In American law you are innocent until proven guilty; In baseball, you are guilty until proven innocent.

The Hall of Fame is a museum and its job is to preserve the history of baseball. It is our job as fans of baseball to interpret each and every player and tell his story of how and why he deserves to be in the Hall. The steroid hunt is the 21st century witch-hunt and the view of the media and the people is when one man has big arms hitting home runs, he must’ve been doing steroids– If he has a bad year after that he must be off of them. Jose Bautista hit 54 home runs in 2010 and the first thing that came into everyone’s mind was “Well, he must be juicing. He must be cheating.” When in fact he changed his swing ever so slightly. Bet you didn’t think Melky Cabrera was going to be caught during the 2012 season, subsequently after he won the All- Star Game MVP award. There is no justice in baseball and what needs to be done is to take this era of players and vote them in accordingly and after all is said and done, move on and clean baseball and rid it of this awful epidemic that has taken over the purest of all sports.

The question here is why? Why are players such as Craig Biggio, Mike Piazza and Larry Walker placed into the category of the steroid Hall of Famers?
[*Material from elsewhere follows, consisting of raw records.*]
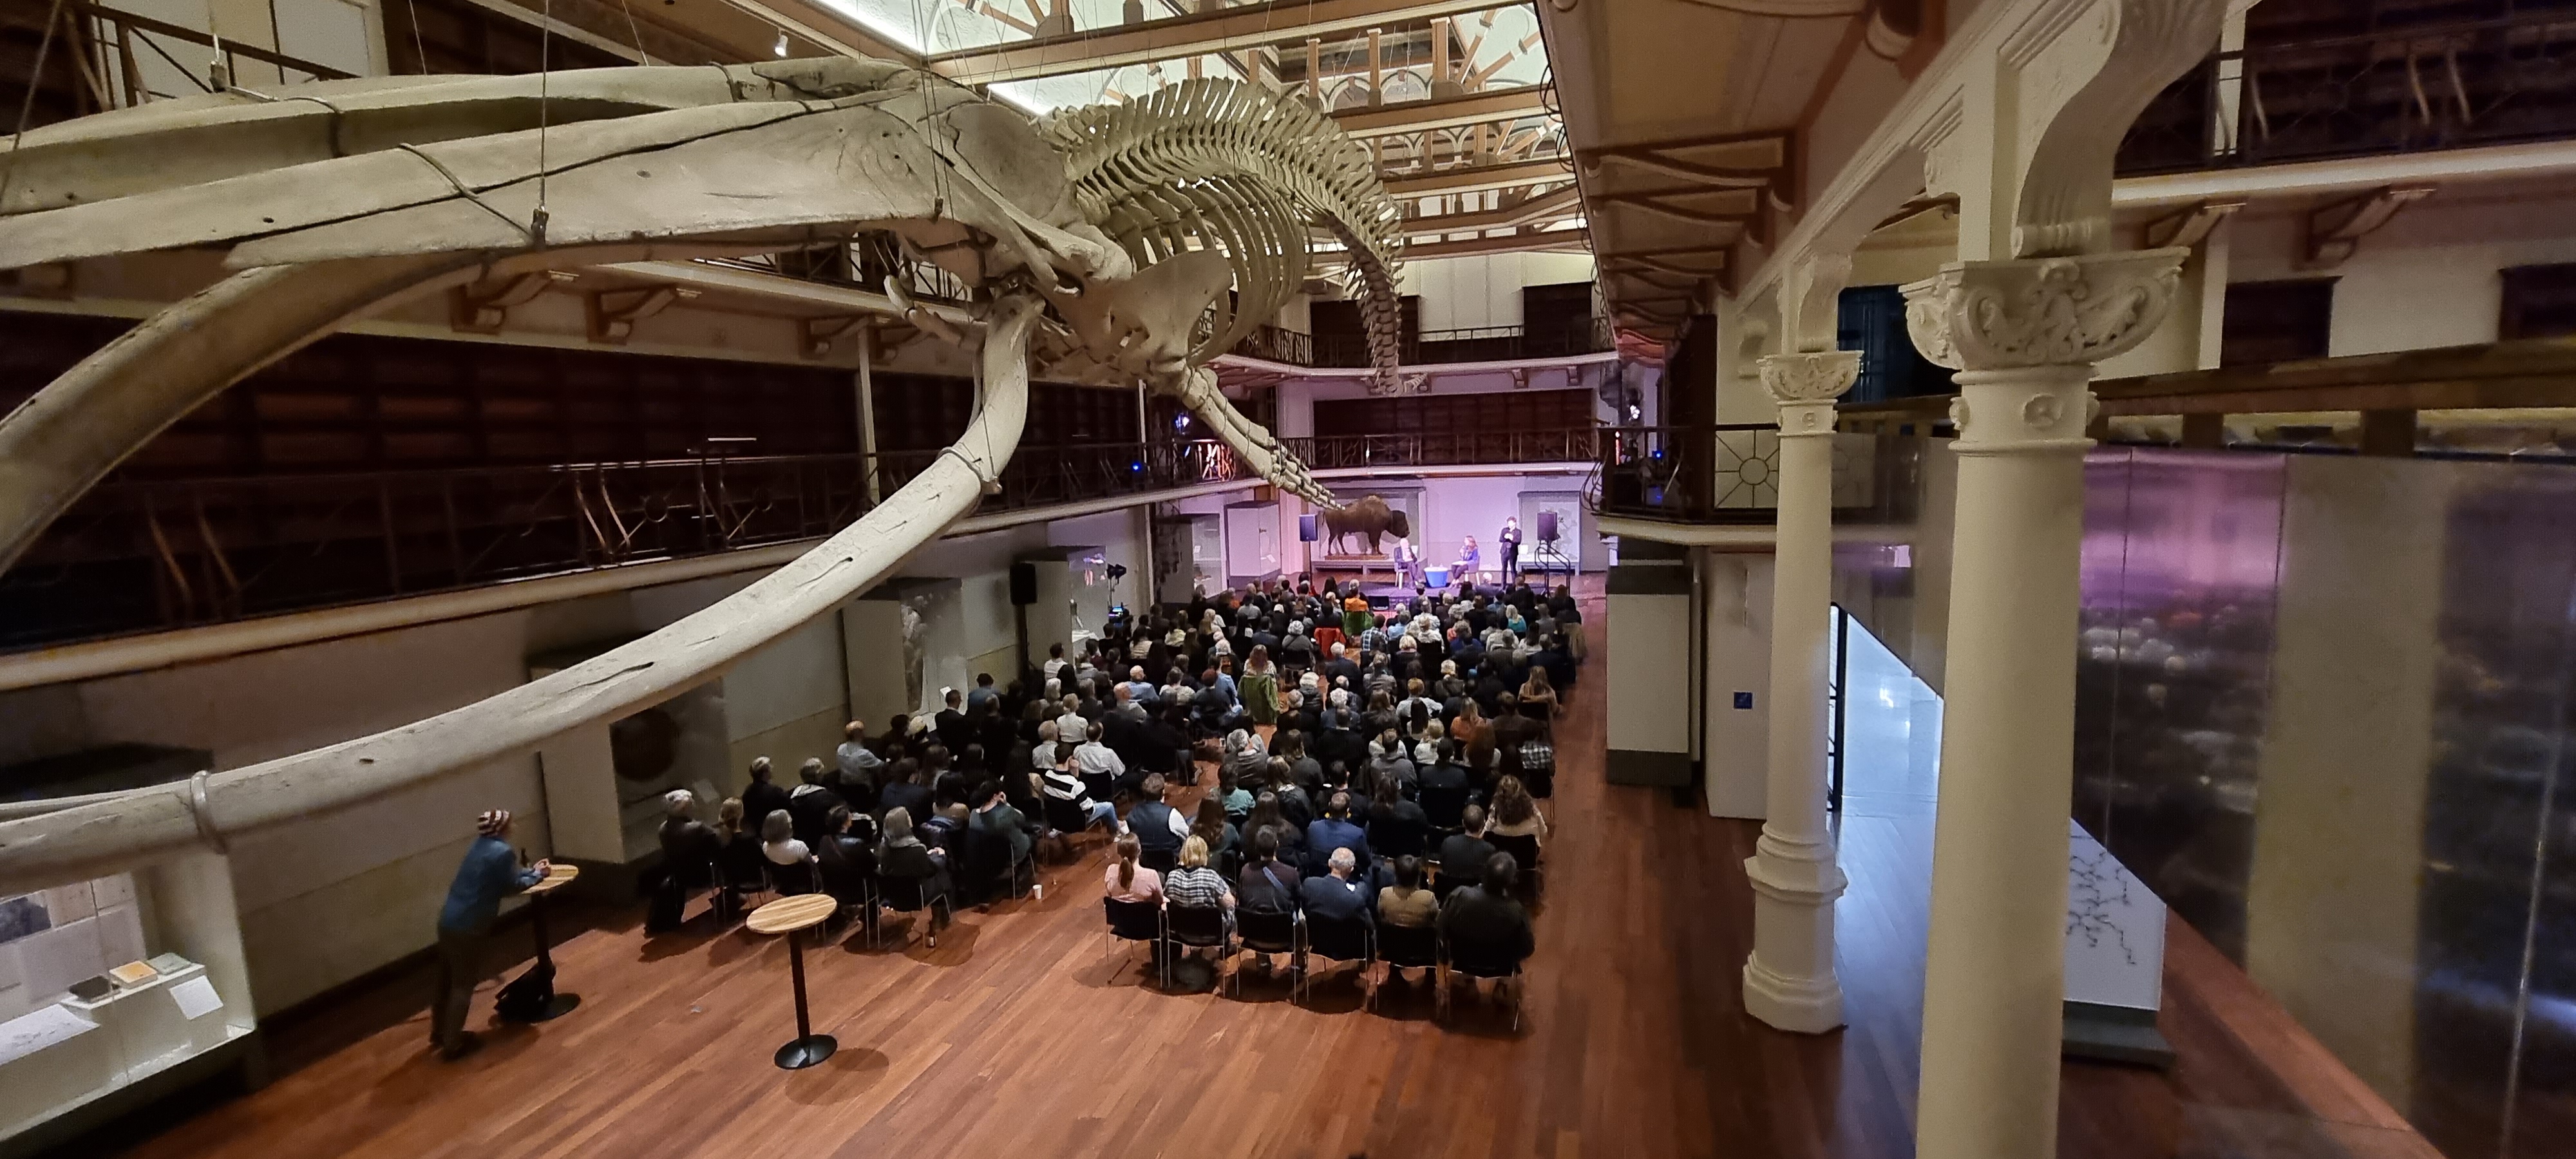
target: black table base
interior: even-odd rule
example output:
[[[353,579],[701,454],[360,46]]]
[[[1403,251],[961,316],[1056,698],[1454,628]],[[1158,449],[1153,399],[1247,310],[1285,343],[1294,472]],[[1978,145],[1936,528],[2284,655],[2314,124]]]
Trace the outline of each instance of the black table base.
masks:
[[[528,899],[528,926],[537,935],[537,964],[501,987],[493,1013],[505,1022],[552,1022],[581,1005],[581,995],[555,990],[555,959],[546,945],[546,895]]]
[[[796,977],[796,1039],[778,1048],[771,1059],[780,1070],[803,1070],[841,1048],[840,1040],[828,1034],[814,1033],[805,1013],[805,939],[796,931],[787,934],[787,968]]]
Why does the greatest home run hitter of all time and arguably the greatest pitcher of all time have no future in this Hall of Fame process? The answer is simply this: Baseball is based on the principle of purity, if you can’t play by the rules there is no mercy and sadly for Piazza, Biggio, and Walker, they are stuck in the wrong place at the wrong time.
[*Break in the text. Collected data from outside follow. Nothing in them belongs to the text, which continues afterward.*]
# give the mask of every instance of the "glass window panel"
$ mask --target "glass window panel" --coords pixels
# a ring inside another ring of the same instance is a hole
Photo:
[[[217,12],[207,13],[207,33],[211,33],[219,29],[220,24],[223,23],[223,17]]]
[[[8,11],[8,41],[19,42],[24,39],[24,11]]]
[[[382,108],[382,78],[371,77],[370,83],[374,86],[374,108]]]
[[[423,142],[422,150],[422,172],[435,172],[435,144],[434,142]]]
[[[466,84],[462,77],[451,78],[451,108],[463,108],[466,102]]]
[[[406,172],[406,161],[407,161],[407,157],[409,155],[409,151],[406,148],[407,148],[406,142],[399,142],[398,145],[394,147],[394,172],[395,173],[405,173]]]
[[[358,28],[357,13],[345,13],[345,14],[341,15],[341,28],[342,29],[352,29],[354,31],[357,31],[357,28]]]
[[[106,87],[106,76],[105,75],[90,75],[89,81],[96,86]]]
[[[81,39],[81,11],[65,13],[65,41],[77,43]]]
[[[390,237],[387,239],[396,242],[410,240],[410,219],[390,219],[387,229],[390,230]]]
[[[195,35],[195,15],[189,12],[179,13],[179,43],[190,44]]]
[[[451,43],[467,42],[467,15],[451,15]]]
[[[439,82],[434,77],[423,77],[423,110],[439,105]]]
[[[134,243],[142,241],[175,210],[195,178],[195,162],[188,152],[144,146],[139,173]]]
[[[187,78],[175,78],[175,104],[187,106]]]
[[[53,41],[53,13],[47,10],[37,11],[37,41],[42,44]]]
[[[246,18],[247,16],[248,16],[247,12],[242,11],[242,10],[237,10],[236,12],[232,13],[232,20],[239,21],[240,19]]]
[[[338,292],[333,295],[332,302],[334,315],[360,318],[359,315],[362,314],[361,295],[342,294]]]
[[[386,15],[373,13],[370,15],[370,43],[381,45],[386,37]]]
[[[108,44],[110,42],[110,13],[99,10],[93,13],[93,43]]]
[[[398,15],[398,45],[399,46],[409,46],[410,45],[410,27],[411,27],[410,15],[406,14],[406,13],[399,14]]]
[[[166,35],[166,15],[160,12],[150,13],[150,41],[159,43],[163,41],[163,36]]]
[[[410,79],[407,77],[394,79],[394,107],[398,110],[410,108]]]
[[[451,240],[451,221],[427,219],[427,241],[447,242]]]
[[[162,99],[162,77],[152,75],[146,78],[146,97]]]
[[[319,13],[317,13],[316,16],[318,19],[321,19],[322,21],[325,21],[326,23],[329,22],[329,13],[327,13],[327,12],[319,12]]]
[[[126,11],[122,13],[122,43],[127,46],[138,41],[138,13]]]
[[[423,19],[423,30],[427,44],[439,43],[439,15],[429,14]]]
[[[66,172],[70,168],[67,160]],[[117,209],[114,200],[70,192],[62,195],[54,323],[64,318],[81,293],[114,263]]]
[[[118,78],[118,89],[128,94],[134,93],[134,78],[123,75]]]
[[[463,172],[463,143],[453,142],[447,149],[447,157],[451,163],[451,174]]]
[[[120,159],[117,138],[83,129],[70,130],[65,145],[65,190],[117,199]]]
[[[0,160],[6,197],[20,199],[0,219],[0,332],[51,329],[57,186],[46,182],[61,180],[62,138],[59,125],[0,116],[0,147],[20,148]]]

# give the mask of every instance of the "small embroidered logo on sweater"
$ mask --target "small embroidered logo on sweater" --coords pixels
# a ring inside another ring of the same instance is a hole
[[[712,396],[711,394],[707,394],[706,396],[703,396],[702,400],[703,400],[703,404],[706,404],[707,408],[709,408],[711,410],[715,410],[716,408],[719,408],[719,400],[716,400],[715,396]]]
Would it be good or bad for baseball to ignore steroids all together and take these stats, tainted or not, and enshrine these men into the Hall of Fame? Should there be an “asterisk” next to the name of anybody suspected of steroid use? The words “linked”, “accused”, “suspected”, are all terms we have heard for so long and the time is finally now to settle this argument once and for all. Have these men been positively identified as steroid users, and thusly, did the steroids improve their statistics. Until one of these players has been proven guilty of these offenses, in my book, they are clear to be voted in and have no restrictions in doing so. On the other hand, players such as Alex Rodriguez, who has come out and said that he had taken steroids and Manny Ramirez, who has been punished for his steroid use are not rightfully valuable of the highest honor in the game of baseball.
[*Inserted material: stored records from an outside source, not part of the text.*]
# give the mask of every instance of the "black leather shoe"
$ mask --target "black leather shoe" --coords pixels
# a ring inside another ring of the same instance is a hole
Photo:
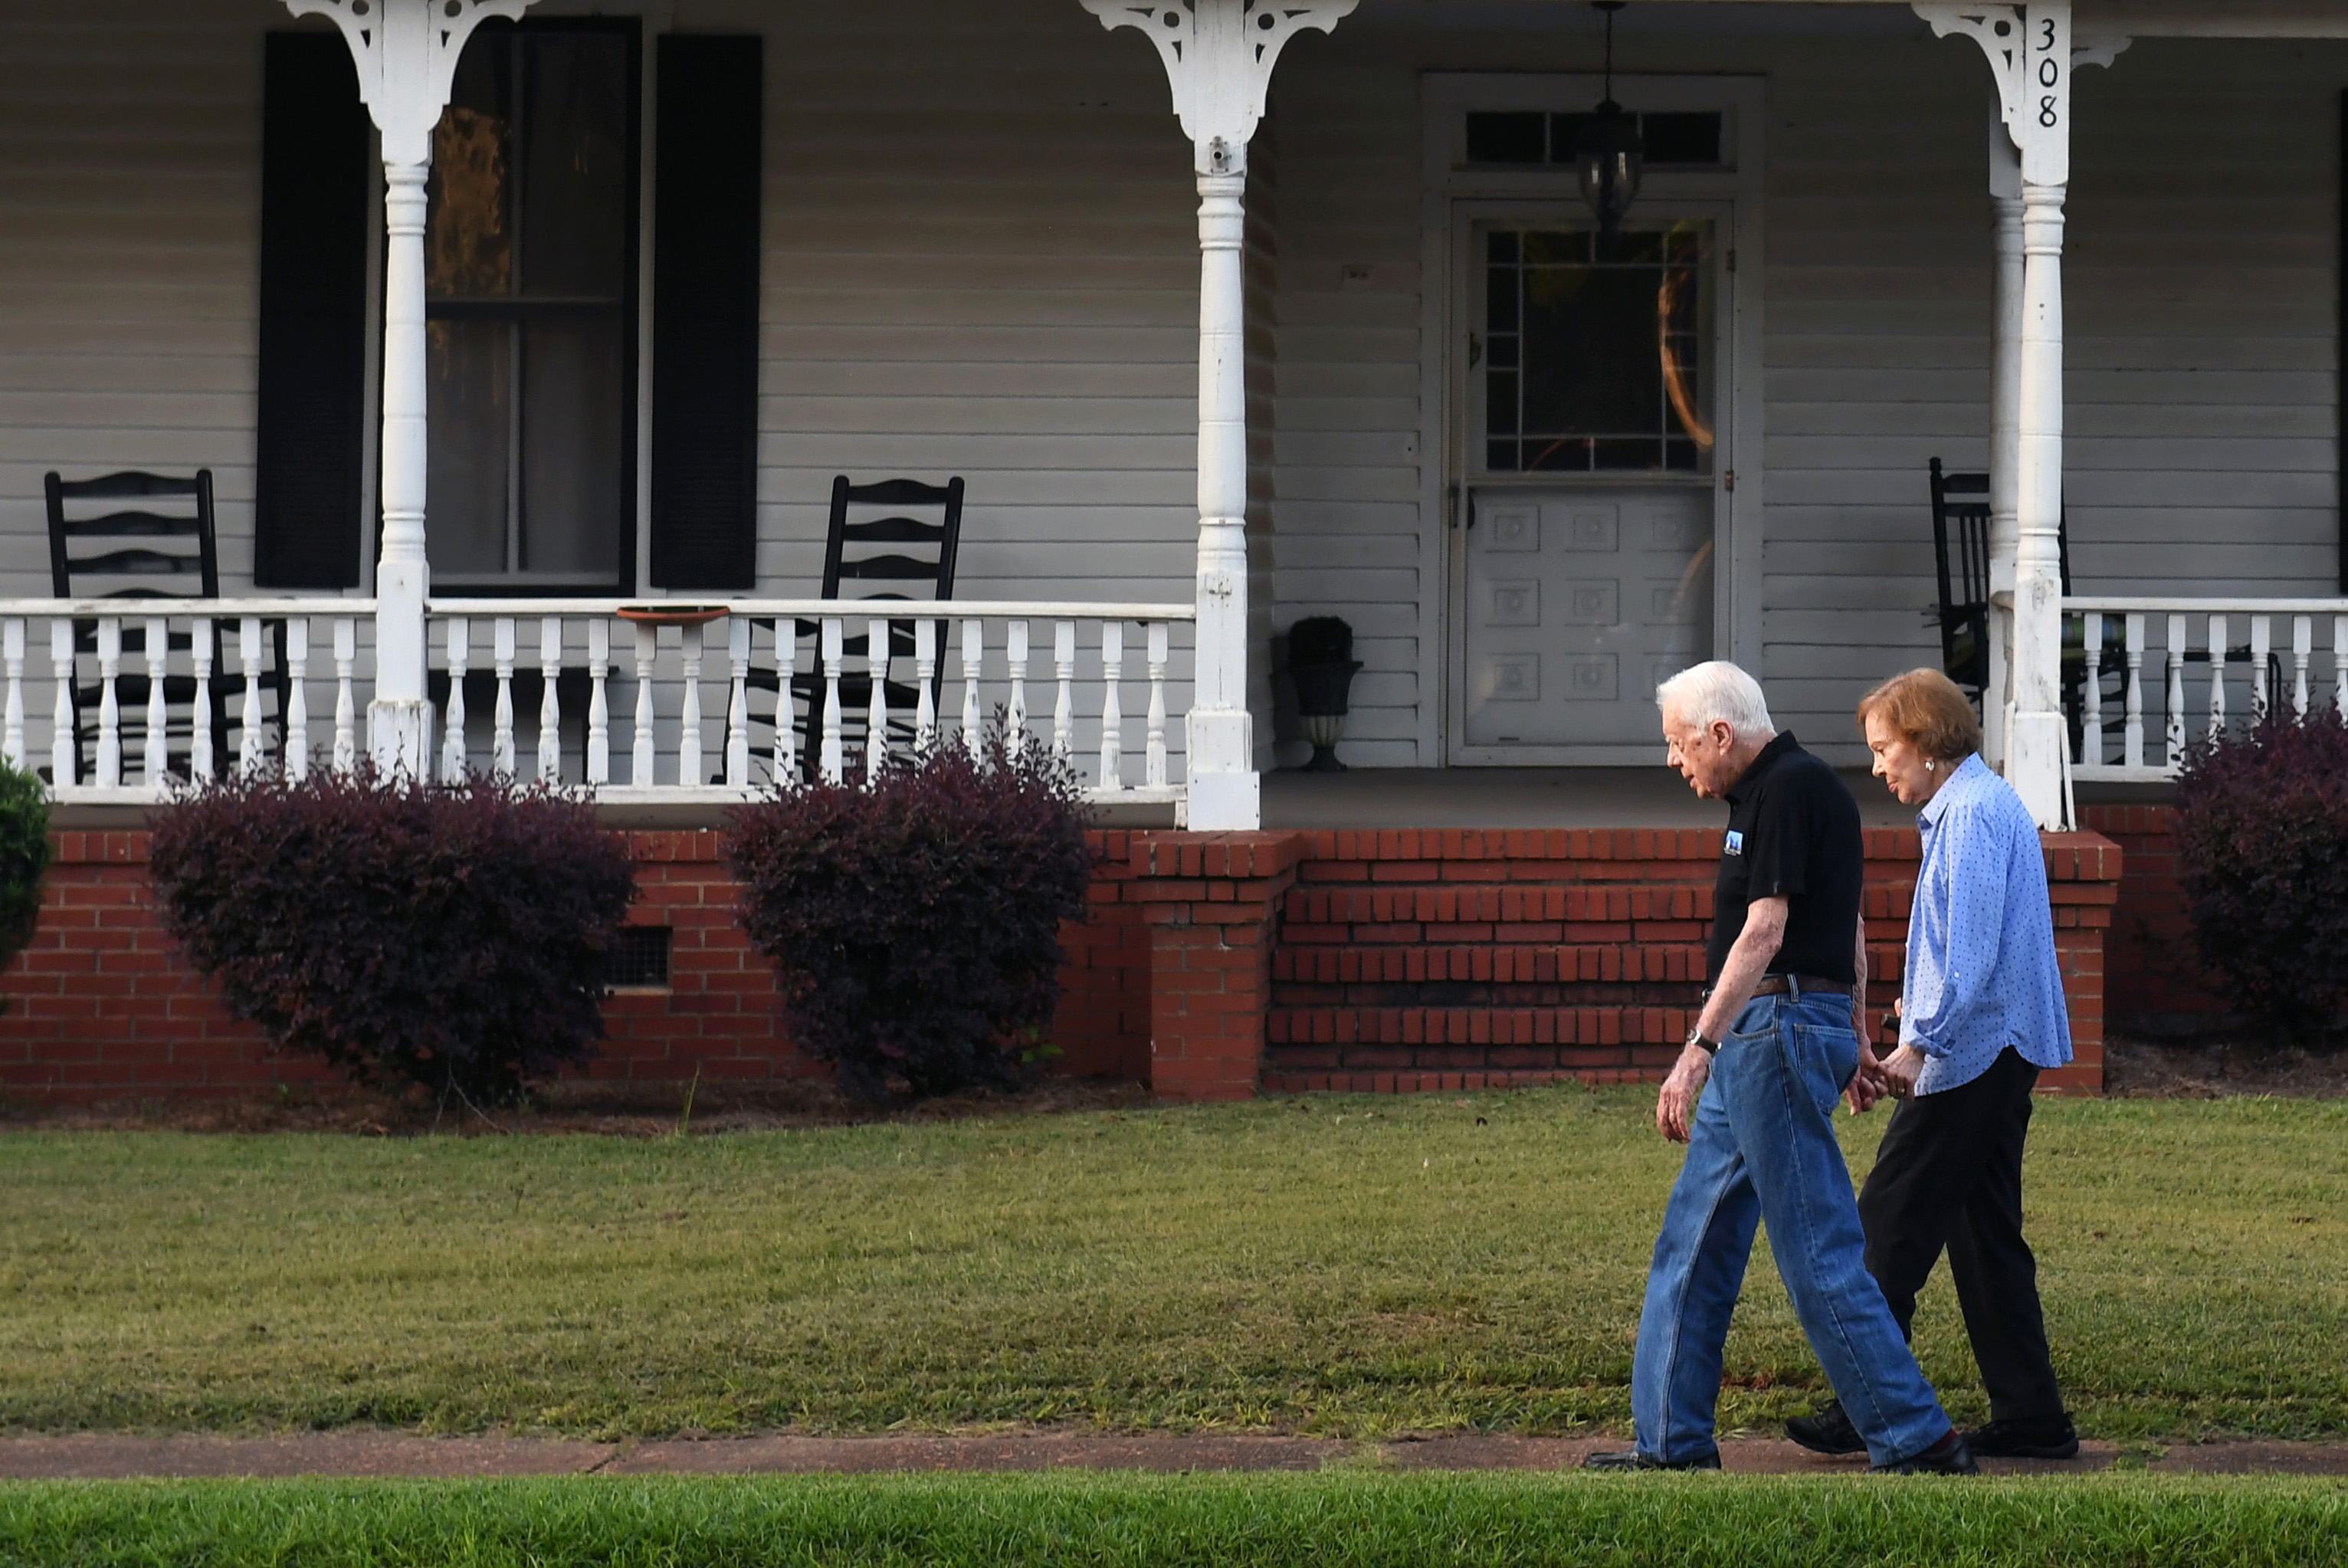
[[[1716,1470],[1720,1468],[1720,1455],[1709,1453],[1700,1460],[1659,1460],[1636,1449],[1624,1449],[1616,1453],[1591,1454],[1581,1461],[1581,1468],[1594,1470]]]
[[[1815,1416],[1796,1416],[1786,1423],[1786,1435],[1814,1454],[1863,1454],[1867,1442],[1850,1418],[1842,1413],[1842,1401],[1829,1399],[1827,1408]]]
[[[2075,1460],[2079,1431],[2068,1416],[2035,1421],[1992,1421],[1965,1434],[1965,1447],[1993,1459]]]
[[[1910,1454],[1904,1460],[1894,1460],[1888,1465],[1877,1465],[1877,1475],[1979,1475],[1981,1466],[1973,1463],[1972,1449],[1965,1439],[1952,1431],[1921,1453]]]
Take Pete Rose for example. He holds the record for the most hits of all time, 4256, and sadly he will never be in the hall of fame because he was caught cheating. He knowingly broke the rules of baseball and fixed games for the betterment of himself. The argument that I am making here is that he knowingly broke the rules of baseball; he was KNOWINGLY doing something wrong that changed the outcome of the game. Just because everyone was doing steroids doesn’t make it right and just because Major League Baseball wasn’t doing a damn thing about it doesn’t make it right either. They knew, and they didn’t care. Ratings were up and the popularity of baseball had skyrocketed during the “Steroid Era” and now look what it has done. The purest of all games and the purest of all the Hall of Fames is at a crossroad and who is it up to now to fix. What does the Hall of Fame mean if the all-time home run king and a 7-time CY Young award winner do not get elected in? You tell me.